Is it possible to no_grad() a downstream part of a network while still allowing the gradients to flow to the upstream part?

Sam_Lerman · April 23, 2021, 9:48pm

Say I have two DNN modules F and G.

out = F(G(x_1), x_2)

And a loss function like loss(out, label).

I want to disable gradients for F during one particular update (though not necessarily in others).

I tried this during that update:

g = G(x_1)
with torch.no_grad():
   out = F(g, x_2)

But (correct me if I’m wrong), it seems gradients don’t propagate back to G in this case. I need gradients to still propagate back to G.

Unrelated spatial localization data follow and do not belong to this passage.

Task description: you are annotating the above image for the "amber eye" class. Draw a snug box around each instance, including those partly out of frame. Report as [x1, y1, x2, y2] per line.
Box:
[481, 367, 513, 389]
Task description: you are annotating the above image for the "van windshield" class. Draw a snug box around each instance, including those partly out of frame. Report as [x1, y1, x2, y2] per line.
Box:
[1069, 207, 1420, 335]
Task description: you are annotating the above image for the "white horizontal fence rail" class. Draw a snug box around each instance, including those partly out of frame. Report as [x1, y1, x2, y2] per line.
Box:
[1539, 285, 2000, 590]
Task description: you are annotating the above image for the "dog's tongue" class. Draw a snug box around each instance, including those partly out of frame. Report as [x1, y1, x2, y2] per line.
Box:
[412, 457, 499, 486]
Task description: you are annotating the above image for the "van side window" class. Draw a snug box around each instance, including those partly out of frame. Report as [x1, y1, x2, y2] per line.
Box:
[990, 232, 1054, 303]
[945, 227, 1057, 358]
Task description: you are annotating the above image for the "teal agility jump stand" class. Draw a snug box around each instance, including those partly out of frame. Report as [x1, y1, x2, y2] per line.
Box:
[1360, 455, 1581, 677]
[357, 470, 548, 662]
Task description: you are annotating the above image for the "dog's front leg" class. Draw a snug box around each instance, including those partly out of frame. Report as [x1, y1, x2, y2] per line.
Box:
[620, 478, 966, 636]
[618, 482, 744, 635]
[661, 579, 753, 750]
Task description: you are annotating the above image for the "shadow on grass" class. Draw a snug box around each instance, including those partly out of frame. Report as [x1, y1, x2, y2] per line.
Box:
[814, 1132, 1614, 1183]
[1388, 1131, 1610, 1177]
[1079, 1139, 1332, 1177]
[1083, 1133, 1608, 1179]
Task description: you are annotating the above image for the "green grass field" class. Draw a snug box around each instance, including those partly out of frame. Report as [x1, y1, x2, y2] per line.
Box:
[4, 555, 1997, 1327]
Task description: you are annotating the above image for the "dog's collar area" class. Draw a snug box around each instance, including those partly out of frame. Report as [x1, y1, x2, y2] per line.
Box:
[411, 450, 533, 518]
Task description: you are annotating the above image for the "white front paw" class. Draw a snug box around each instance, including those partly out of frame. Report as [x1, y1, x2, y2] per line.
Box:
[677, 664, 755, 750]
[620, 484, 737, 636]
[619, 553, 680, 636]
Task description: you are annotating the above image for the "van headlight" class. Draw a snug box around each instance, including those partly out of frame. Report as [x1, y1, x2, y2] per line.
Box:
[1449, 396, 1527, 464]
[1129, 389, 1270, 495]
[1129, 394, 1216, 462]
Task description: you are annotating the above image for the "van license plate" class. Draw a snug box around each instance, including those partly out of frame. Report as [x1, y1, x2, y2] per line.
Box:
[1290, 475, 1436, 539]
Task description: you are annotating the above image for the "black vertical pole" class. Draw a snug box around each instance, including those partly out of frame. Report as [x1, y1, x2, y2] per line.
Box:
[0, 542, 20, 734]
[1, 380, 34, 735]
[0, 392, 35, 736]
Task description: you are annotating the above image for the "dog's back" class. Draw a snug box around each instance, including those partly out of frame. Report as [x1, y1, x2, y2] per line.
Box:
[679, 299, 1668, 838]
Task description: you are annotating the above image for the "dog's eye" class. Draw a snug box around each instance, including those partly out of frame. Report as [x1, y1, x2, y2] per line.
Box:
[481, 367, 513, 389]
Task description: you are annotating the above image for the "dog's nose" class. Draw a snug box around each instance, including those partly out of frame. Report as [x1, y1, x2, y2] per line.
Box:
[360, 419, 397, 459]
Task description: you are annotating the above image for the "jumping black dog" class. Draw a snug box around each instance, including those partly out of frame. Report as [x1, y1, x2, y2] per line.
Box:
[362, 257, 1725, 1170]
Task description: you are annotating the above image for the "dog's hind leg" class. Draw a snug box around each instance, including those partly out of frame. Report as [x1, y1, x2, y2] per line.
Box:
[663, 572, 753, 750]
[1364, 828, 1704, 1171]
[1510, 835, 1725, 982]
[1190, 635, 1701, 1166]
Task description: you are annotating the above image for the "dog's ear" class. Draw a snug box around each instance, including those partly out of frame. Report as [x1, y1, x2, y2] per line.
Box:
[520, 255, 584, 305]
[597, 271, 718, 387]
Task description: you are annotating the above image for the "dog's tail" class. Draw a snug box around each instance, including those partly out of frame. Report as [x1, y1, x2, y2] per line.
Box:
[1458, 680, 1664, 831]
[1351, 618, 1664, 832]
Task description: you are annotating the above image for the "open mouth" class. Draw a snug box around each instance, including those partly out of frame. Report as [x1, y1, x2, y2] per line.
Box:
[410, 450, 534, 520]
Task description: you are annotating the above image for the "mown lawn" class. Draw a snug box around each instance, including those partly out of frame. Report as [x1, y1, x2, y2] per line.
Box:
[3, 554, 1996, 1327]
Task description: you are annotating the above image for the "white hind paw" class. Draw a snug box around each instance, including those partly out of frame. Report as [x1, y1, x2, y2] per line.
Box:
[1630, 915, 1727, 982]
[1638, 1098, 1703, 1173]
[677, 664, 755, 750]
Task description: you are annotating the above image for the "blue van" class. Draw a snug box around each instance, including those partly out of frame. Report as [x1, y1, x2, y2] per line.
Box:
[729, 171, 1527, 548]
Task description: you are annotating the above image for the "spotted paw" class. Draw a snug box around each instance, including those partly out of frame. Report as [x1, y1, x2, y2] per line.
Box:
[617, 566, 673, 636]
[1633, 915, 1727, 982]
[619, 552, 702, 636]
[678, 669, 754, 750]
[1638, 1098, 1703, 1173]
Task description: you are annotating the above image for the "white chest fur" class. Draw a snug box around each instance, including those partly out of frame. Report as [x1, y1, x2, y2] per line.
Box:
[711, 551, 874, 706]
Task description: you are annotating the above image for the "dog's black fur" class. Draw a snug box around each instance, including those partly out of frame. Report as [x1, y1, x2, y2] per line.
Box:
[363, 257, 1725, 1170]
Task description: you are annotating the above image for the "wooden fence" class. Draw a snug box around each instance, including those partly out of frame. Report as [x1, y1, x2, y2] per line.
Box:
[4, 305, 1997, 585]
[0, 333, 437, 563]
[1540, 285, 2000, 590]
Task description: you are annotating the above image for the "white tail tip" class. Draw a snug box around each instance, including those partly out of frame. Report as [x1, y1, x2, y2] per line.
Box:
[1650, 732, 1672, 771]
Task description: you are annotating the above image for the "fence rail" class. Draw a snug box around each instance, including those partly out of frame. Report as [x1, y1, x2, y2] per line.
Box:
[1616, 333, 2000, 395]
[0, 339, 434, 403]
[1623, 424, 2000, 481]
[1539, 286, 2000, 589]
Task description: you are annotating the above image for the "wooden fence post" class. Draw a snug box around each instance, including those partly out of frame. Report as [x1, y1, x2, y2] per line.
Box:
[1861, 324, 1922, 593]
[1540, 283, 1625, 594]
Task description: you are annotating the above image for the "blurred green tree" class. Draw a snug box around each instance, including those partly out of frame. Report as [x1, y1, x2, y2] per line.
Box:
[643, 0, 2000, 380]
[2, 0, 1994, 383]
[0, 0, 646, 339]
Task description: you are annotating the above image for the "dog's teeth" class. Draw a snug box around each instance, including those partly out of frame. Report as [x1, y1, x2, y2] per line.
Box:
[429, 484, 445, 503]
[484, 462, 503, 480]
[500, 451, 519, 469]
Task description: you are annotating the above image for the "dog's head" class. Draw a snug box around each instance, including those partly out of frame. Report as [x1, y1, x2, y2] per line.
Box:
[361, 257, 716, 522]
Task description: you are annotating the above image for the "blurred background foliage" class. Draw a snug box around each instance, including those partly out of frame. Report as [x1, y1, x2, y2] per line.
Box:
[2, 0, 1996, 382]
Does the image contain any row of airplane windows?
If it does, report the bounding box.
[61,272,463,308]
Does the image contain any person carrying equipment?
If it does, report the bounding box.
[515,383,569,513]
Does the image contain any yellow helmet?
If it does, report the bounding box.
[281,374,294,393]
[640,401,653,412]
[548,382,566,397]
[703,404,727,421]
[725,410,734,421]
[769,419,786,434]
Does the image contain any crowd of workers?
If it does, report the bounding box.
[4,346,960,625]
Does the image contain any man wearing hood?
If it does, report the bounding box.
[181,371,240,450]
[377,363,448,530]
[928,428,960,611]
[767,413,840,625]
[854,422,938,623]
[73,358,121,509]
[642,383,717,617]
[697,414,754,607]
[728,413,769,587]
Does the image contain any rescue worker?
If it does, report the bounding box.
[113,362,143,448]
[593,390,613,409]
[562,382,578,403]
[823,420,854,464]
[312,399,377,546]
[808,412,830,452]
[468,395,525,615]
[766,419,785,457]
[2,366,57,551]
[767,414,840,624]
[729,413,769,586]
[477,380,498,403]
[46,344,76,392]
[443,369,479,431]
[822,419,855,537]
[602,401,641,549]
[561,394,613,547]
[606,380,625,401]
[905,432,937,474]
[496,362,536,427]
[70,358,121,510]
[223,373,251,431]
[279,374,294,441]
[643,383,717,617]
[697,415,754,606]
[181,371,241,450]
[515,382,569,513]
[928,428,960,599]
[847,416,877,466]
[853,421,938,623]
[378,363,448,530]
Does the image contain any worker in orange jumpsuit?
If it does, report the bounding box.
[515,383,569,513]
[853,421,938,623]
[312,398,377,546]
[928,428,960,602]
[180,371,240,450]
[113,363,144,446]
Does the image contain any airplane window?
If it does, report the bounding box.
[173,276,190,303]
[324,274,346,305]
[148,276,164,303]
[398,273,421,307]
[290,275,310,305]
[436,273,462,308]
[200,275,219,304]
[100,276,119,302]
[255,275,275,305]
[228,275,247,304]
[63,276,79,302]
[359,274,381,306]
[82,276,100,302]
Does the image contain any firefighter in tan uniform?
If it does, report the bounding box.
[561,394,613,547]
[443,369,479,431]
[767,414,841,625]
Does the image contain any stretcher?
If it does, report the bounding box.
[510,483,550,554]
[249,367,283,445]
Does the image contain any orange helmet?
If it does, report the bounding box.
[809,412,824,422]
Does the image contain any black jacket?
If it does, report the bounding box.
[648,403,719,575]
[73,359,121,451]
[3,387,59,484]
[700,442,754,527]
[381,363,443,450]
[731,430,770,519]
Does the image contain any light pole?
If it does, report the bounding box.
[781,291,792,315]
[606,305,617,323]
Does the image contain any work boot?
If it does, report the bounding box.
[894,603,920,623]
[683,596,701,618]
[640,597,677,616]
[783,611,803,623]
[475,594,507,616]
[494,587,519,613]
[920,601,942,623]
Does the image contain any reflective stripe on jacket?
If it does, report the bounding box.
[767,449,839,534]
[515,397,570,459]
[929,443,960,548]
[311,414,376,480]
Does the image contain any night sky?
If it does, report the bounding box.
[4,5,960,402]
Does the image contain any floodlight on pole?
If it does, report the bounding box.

ptrblck · April 24, 2021, 7:16am

Your code won’t work and will raise:

RuntimeError: element 0 of tensors does not require grad and does not have a grad_fn

if you try to call backward() on out or an output of any successive operation on it, since it was calculated in the no_grad block:

G = nn.Linear(1, 1)
F = nn.Linear(1, 1)
x = torch.randn(1, 1)

g = G(x)
with torch.no_grad():
   out = F(g)

out.backward()
> RuntimeError: element 0 of tensors does not require grad and does not have a grad_fn

print(out.grad_fn)
> None

To disable the gradient calculation in F you could set the requires_grad attributes of all parameters of F to False:

G = nn.Linear(1, 1)
F = nn.Linear(1, 1)
x = torch.randn(1, 1)

for param in F.parameters():
    param.requires_grad = False

g = G(x)
out = F(g)

out.backward()
print(out.grad_fn)
> <AddmmBackward object at >
print(G.weight.grad)
> tensor([[0.2877]])
print(F.weight.grad)
> None